Die dritte Runde der Friedensgespräche zwischen der kolumbianischen Regierung und der linken Guerillaorganisation Nationale Befreiungsarmee (ELN) soll ab Mitte April in Havanna stattfinden. Die dortige Regierung habe einem entsprechenden Ersuchen der Gesprächspartner – zwei Tage vor der Beendigung der zweiten Verhandlungsrunde in Mexiko-Stadt an diesem Freitag – stattgegeben, meldete die kubanische Nachrichtenagentur Prensa Latina am Mittwoch.

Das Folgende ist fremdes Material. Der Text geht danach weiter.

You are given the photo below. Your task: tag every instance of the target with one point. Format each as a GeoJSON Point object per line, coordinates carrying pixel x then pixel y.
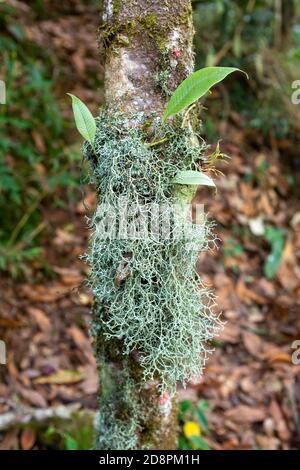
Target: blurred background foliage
{"type": "Point", "coordinates": [261, 37]}
{"type": "Point", "coordinates": [39, 166]}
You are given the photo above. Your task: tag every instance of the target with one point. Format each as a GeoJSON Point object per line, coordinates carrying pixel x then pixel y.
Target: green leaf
{"type": "Point", "coordinates": [194, 178]}
{"type": "Point", "coordinates": [275, 236]}
{"type": "Point", "coordinates": [194, 87]}
{"type": "Point", "coordinates": [84, 119]}
{"type": "Point", "coordinates": [185, 405]}
{"type": "Point", "coordinates": [71, 443]}
{"type": "Point", "coordinates": [200, 443]}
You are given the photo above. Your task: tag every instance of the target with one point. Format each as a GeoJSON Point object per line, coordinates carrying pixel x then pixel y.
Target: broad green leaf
{"type": "Point", "coordinates": [194, 87]}
{"type": "Point", "coordinates": [84, 119]}
{"type": "Point", "coordinates": [194, 178]}
{"type": "Point", "coordinates": [275, 236]}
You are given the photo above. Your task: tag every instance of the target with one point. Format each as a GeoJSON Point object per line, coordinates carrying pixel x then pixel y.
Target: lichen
{"type": "Point", "coordinates": [148, 293]}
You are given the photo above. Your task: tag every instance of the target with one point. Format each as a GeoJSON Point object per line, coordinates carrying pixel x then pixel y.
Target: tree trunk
{"type": "Point", "coordinates": [148, 52]}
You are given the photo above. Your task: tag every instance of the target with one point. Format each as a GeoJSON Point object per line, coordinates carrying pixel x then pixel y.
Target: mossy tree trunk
{"type": "Point", "coordinates": [148, 52]}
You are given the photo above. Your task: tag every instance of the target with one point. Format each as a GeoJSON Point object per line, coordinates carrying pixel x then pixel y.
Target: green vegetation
{"type": "Point", "coordinates": [34, 161]}
{"type": "Point", "coordinates": [193, 425]}
{"type": "Point", "coordinates": [264, 40]}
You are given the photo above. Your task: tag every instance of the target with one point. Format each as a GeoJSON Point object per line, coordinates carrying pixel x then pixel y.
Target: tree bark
{"type": "Point", "coordinates": [148, 52]}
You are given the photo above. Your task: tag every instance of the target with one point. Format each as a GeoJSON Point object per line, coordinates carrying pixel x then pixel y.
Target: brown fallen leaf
{"type": "Point", "coordinates": [11, 323]}
{"type": "Point", "coordinates": [249, 295]}
{"type": "Point", "coordinates": [61, 377]}
{"type": "Point", "coordinates": [280, 423]}
{"type": "Point", "coordinates": [9, 440]}
{"type": "Point", "coordinates": [253, 343]}
{"type": "Point", "coordinates": [69, 276]}
{"type": "Point", "coordinates": [230, 334]}
{"type": "Point", "coordinates": [40, 318]}
{"type": "Point", "coordinates": [28, 438]}
{"type": "Point", "coordinates": [243, 414]}
{"type": "Point", "coordinates": [45, 293]}
{"type": "Point", "coordinates": [82, 342]}
{"type": "Point", "coordinates": [33, 397]}
{"type": "Point", "coordinates": [279, 356]}
{"type": "Point", "coordinates": [266, 442]}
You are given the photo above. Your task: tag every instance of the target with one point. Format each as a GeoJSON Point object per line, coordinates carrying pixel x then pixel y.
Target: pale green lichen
{"type": "Point", "coordinates": [160, 307]}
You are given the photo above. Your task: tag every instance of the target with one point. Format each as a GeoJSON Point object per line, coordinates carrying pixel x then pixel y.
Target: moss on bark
{"type": "Point", "coordinates": [140, 40]}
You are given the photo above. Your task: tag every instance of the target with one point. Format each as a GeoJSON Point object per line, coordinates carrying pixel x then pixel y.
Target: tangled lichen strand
{"type": "Point", "coordinates": [119, 411]}
{"type": "Point", "coordinates": [160, 307]}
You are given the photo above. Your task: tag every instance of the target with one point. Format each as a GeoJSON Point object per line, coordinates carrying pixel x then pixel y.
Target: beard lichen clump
{"type": "Point", "coordinates": [148, 293]}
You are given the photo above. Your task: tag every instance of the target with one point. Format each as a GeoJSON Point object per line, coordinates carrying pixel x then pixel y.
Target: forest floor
{"type": "Point", "coordinates": [250, 383]}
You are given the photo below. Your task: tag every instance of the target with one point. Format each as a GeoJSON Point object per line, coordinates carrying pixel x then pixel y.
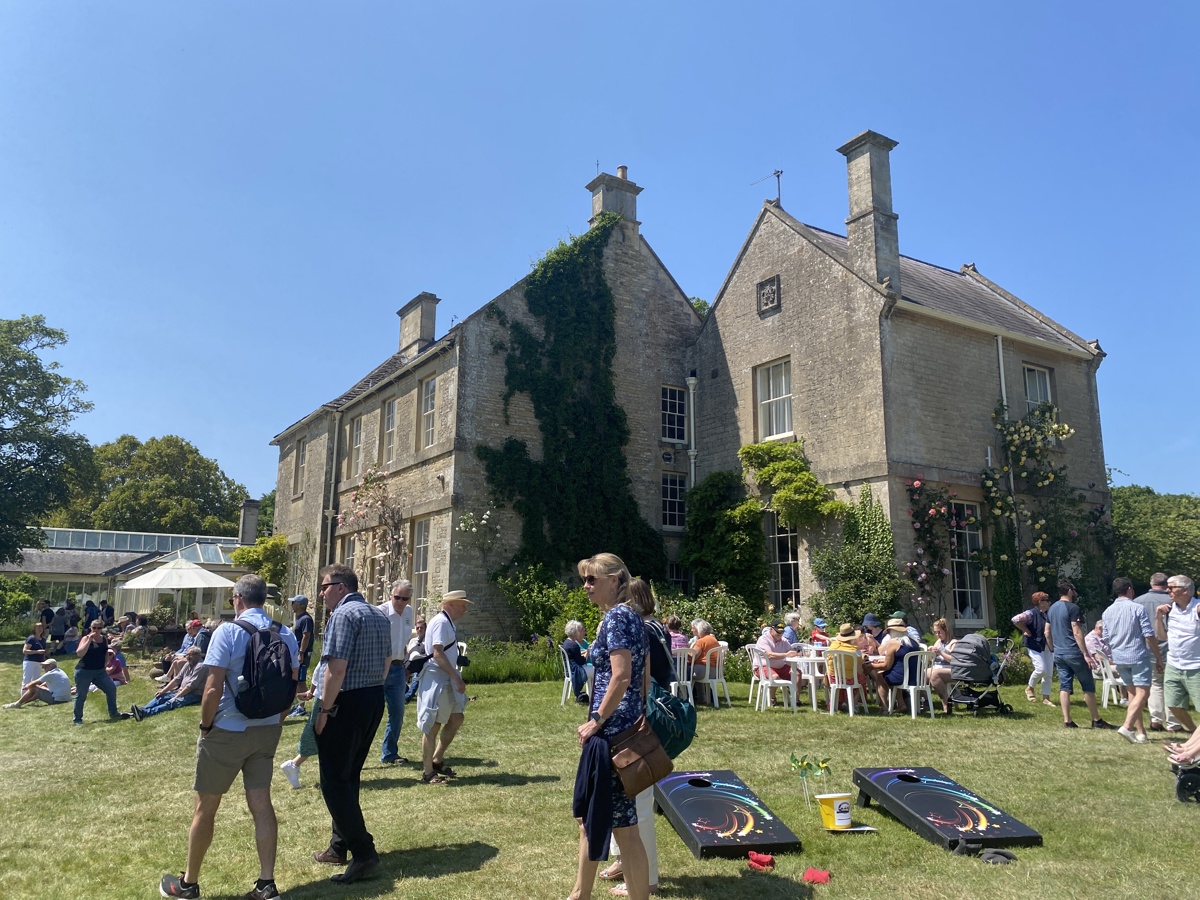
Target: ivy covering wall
{"type": "Point", "coordinates": [576, 499]}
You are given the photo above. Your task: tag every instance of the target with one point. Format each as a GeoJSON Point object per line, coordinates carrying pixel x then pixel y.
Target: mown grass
{"type": "Point", "coordinates": [102, 810]}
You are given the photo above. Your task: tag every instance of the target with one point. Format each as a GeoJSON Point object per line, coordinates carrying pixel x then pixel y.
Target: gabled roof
{"type": "Point", "coordinates": [964, 295]}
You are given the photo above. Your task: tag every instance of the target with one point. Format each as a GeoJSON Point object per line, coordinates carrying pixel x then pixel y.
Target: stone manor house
{"type": "Point", "coordinates": [888, 367]}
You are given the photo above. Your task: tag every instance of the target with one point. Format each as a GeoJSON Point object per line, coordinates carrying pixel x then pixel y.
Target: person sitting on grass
{"type": "Point", "coordinates": [891, 664]}
{"type": "Point", "coordinates": [54, 687]}
{"type": "Point", "coordinates": [184, 690]}
{"type": "Point", "coordinates": [575, 660]}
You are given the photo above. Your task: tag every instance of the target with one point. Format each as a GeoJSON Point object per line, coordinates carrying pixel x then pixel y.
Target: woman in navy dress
{"type": "Point", "coordinates": [618, 657]}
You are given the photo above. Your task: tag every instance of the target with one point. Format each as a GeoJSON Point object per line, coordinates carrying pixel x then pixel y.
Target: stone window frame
{"type": "Point", "coordinates": [675, 414]}
{"type": "Point", "coordinates": [675, 485]}
{"type": "Point", "coordinates": [299, 463]}
{"type": "Point", "coordinates": [354, 447]}
{"type": "Point", "coordinates": [388, 431]}
{"type": "Point", "coordinates": [423, 528]}
{"type": "Point", "coordinates": [967, 588]}
{"type": "Point", "coordinates": [771, 406]}
{"type": "Point", "coordinates": [427, 426]}
{"type": "Point", "coordinates": [768, 298]}
{"type": "Point", "coordinates": [1044, 385]}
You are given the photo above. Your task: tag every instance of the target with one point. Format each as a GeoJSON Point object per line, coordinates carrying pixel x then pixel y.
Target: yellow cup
{"type": "Point", "coordinates": [834, 810]}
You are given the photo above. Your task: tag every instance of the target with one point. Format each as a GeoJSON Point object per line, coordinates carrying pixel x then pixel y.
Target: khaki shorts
{"type": "Point", "coordinates": [221, 755]}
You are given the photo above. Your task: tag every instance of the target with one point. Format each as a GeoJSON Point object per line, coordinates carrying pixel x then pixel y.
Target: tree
{"type": "Point", "coordinates": [267, 557]}
{"type": "Point", "coordinates": [1156, 533]}
{"type": "Point", "coordinates": [165, 485]}
{"type": "Point", "coordinates": [37, 451]}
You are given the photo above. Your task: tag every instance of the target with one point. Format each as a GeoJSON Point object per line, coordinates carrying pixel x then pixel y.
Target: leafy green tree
{"type": "Point", "coordinates": [165, 485]}
{"type": "Point", "coordinates": [37, 451]}
{"type": "Point", "coordinates": [17, 597]}
{"type": "Point", "coordinates": [858, 573]}
{"type": "Point", "coordinates": [1156, 533]}
{"type": "Point", "coordinates": [267, 557]}
{"type": "Point", "coordinates": [725, 543]}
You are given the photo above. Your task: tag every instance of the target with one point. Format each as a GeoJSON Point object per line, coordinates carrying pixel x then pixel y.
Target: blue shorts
{"type": "Point", "coordinates": [1071, 667]}
{"type": "Point", "coordinates": [1137, 675]}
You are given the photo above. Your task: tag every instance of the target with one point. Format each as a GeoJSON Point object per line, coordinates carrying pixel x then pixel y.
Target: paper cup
{"type": "Point", "coordinates": [834, 810]}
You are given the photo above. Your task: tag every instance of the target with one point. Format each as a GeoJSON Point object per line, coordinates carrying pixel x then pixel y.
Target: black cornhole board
{"type": "Point", "coordinates": [717, 815]}
{"type": "Point", "coordinates": [940, 809]}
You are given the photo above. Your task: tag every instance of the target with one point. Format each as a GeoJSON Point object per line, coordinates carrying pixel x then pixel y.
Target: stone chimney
{"type": "Point", "coordinates": [871, 227]}
{"type": "Point", "coordinates": [615, 193]}
{"type": "Point", "coordinates": [417, 321]}
{"type": "Point", "coordinates": [247, 526]}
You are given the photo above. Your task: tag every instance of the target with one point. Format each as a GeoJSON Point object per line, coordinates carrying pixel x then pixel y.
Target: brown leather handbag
{"type": "Point", "coordinates": [639, 757]}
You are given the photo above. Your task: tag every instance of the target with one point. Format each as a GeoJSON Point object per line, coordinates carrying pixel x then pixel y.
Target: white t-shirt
{"type": "Point", "coordinates": [441, 631]}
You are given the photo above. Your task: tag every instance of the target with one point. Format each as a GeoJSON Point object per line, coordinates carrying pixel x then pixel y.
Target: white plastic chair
{"type": "Point", "coordinates": [1107, 675]}
{"type": "Point", "coordinates": [916, 682]}
{"type": "Point", "coordinates": [682, 684]}
{"type": "Point", "coordinates": [769, 681]}
{"type": "Point", "coordinates": [754, 672]}
{"type": "Point", "coordinates": [843, 667]}
{"type": "Point", "coordinates": [714, 665]}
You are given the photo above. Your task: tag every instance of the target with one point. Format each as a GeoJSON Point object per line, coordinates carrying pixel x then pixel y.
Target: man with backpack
{"type": "Point", "coordinates": [252, 670]}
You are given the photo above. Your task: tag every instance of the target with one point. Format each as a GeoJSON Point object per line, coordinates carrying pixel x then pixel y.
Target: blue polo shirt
{"type": "Point", "coordinates": [227, 651]}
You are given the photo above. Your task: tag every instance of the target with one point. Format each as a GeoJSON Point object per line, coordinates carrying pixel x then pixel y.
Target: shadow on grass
{"type": "Point", "coordinates": [747, 883]}
{"type": "Point", "coordinates": [414, 863]}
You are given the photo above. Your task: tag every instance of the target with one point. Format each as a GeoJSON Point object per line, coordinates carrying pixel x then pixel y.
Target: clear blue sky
{"type": "Point", "coordinates": [225, 203]}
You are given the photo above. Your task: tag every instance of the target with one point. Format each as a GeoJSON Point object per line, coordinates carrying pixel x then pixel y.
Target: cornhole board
{"type": "Point", "coordinates": [717, 815]}
{"type": "Point", "coordinates": [940, 809]}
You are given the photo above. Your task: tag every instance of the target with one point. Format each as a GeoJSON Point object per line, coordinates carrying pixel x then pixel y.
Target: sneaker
{"type": "Point", "coordinates": [268, 892]}
{"type": "Point", "coordinates": [173, 886]}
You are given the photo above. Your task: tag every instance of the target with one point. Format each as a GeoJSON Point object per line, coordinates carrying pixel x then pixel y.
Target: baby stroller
{"type": "Point", "coordinates": [976, 671]}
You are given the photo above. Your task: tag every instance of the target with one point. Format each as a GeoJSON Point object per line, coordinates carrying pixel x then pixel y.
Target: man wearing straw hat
{"type": "Point", "coordinates": [442, 695]}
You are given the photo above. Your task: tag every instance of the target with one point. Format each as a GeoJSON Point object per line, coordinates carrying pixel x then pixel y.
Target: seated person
{"type": "Point", "coordinates": [940, 671]}
{"type": "Point", "coordinates": [171, 665]}
{"type": "Point", "coordinates": [53, 687]}
{"type": "Point", "coordinates": [184, 690]}
{"type": "Point", "coordinates": [675, 629]}
{"type": "Point", "coordinates": [891, 665]}
{"type": "Point", "coordinates": [819, 633]}
{"type": "Point", "coordinates": [575, 660]}
{"type": "Point", "coordinates": [700, 649]}
{"type": "Point", "coordinates": [791, 625]}
{"type": "Point", "coordinates": [415, 648]}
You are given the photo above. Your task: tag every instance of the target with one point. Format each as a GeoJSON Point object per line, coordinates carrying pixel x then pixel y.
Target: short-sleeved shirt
{"type": "Point", "coordinates": [1183, 637]}
{"type": "Point", "coordinates": [227, 651]}
{"type": "Point", "coordinates": [442, 631]}
{"type": "Point", "coordinates": [358, 633]}
{"type": "Point", "coordinates": [304, 627]}
{"type": "Point", "coordinates": [619, 630]}
{"type": "Point", "coordinates": [1126, 629]}
{"type": "Point", "coordinates": [1062, 613]}
{"type": "Point", "coordinates": [401, 627]}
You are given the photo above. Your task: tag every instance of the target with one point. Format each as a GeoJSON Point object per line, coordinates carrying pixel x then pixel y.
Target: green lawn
{"type": "Point", "coordinates": [102, 810]}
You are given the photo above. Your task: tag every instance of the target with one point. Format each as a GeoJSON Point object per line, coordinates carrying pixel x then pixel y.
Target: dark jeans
{"type": "Point", "coordinates": [394, 697]}
{"type": "Point", "coordinates": [342, 749]}
{"type": "Point", "coordinates": [84, 679]}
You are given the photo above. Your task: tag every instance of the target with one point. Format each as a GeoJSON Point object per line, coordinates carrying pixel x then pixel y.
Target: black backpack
{"type": "Point", "coordinates": [267, 687]}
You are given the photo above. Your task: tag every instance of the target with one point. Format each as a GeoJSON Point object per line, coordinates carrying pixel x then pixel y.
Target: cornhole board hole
{"type": "Point", "coordinates": [717, 815]}
{"type": "Point", "coordinates": [940, 809]}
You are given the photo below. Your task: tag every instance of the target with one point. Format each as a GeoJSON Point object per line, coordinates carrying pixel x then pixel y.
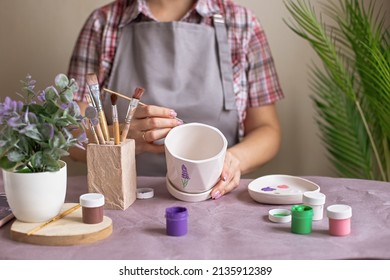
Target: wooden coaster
{"type": "Point", "coordinates": [70, 230]}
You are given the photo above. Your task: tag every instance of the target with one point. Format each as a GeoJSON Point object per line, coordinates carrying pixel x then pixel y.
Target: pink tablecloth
{"type": "Point", "coordinates": [233, 227]}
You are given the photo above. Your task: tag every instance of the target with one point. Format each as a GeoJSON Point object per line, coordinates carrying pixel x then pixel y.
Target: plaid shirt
{"type": "Point", "coordinates": [254, 76]}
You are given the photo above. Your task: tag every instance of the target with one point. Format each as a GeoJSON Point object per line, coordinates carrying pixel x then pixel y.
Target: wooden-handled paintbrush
{"type": "Point", "coordinates": [91, 114]}
{"type": "Point", "coordinates": [138, 92]}
{"type": "Point", "coordinates": [93, 86]}
{"type": "Point", "coordinates": [130, 98]}
{"type": "Point", "coordinates": [115, 121]}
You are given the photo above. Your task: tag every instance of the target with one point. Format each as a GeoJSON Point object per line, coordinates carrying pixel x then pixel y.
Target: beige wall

»Unsere Regierung fühlt sich geehrt, den offiziellen Vorschlag der Regierung Kolumbiens und der Nationalen Befreiungsarmee (ELN) anzunehmen und dazu beizutragen, den ersehnten Frieden für die Schwesternation zu erreichen«, erklärte Kubas Präsident Miguel Díaz-Canel im Kurznachrichtendienst Twitter. Der Generaldirektor für Lateinamerika und die Karibik im Außenministerium, Eugenio Martínez Enríquez, informierte darüber, dass Vertreter Kubas »als Garant für die Gespräche am Dialog teilnehmen und einen diplomatischen und politischen Beitrag zum Aufbau des Friedens in Kolumbien leisten werden«. Die Rolle als Gastland bringe »ein hohes Maß an Verantwortung mit sich, der Kuba aufgrund seiner Erfahrung in anderen Dialogprozessen, in denen die Parteien seine Unparteilichkeit anerkannt haben, gerecht werden kann«, versicherte Martínez auf der Internetseite des Ministeriums. »Das Volk Kolumbiens will und verdient Frieden«, Kuba sei überzeugt, einen Weg zu finden. »Was immer nötig ist, um zu helfen, wir werden dasein.«
Havanna hatte bereits einmal eine entscheidende Rolle im Friedensprozess gespielt. Durch Vermittlung von Kubas damaligem Präsidenten Raúl Castro hatten Kolumbiens Staatschef Juan Manuel Santos (2010–2018) und der als »Guerillero Timochenko« bekannte Führer der Fuerzas Armadas Revolucionarias de Colombia – Ejército del Pueblo (FARC-EP), Rodrigo Londono, im Juni 2016 in der kubanischen Hauptstadt einen Waffenstillstand unterzeichnet, der Voraussetzung für einen zwei Monate später vereinbarten Friedensvertrag war. Entsprechende Gespräche mit der ELN-Guerilla hatte Santos ultrarechter Nachfolger Iván Duque Anfang 2019 abgebrochen.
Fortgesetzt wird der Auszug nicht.